Tevatron - A flexible toolkit for neural retrieval research and development.

http://tevatron.ai

Apache License 2.0

435 stars 87 forks source link

Training log of RepLLaMA #104

Closed kyriemao closed 5 months ago

kyriemao commented 5 months ago

Hi Xueguang,

Great work! I am training my own RepLLaMA now and find that the training loss starts from 90+ and quickly drops below 0.1 in around 30 steps (as shown below). Is it normal or could please provide your training log of RepLLaMA?

Thanks!

MXueguang commented 5 months ago

this looks a bit weird. what is your batch size/ training group size setting?

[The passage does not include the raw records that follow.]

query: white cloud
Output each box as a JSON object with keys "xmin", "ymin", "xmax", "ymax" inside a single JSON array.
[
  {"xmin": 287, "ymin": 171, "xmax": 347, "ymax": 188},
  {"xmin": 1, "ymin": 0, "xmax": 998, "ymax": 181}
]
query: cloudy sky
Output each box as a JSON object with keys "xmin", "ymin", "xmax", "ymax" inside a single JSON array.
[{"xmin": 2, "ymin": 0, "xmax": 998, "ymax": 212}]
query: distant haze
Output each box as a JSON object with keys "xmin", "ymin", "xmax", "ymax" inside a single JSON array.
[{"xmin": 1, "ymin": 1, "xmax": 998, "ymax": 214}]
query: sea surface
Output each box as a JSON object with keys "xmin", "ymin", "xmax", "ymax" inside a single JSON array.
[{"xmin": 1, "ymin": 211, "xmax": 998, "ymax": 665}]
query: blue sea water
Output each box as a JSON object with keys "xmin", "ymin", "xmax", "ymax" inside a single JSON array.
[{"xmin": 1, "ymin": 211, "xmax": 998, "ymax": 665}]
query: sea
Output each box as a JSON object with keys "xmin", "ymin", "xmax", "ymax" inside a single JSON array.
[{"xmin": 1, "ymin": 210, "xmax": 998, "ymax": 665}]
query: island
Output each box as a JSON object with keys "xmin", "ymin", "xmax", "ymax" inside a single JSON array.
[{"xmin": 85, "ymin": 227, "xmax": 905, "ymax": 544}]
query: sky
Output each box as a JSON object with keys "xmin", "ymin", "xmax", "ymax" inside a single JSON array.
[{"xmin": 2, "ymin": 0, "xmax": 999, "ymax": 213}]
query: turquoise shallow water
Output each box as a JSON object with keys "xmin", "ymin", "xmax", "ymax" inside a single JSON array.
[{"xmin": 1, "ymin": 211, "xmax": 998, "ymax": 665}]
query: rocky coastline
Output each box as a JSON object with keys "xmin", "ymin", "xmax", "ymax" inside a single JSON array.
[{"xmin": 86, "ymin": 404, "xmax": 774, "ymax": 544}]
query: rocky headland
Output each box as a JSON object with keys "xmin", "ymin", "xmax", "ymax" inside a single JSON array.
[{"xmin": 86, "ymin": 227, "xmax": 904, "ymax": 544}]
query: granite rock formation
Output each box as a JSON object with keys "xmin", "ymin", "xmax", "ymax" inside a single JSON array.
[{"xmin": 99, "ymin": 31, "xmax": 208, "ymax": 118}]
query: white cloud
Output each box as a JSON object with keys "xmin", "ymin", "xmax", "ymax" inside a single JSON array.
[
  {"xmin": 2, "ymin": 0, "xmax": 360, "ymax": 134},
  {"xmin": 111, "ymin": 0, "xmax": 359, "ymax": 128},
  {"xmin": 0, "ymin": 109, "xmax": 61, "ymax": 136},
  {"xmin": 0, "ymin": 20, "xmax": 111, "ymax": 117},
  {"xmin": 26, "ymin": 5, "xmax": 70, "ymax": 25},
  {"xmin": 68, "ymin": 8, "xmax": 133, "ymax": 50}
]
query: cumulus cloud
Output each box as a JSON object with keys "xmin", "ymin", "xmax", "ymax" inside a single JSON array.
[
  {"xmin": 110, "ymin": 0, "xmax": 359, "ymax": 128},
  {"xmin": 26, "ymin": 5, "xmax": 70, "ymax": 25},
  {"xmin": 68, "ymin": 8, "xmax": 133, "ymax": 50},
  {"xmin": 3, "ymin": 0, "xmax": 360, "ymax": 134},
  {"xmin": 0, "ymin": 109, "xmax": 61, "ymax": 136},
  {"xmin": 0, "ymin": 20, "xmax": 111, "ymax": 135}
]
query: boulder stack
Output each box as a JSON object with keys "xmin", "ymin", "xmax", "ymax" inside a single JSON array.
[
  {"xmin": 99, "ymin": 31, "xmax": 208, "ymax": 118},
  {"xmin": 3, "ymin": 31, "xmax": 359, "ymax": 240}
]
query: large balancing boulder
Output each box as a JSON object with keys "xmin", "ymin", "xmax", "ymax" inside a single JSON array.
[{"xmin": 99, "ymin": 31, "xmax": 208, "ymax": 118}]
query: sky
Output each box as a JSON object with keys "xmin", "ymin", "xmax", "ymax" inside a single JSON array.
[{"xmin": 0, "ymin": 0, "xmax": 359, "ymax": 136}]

kyriemao commented 5 months ago

this looks a bit weird. what is your batch size/ training group size setting?

The param settings are:

per_gpu_train_batch_size=8,
hard_negatives_per_sample=15,
learning_rate=1e-4,
gradient_accumulation_steps=4.

I use 6 A100 40G GPUs for training.

kyriemao commented 5 months ago

Solved. It is because of my own bug about processing the EOS token. Thanks!

guankaisi commented 5 months ago

Hello, I met the same problem. Can you please tell me how do you solve it? Thank you a lot!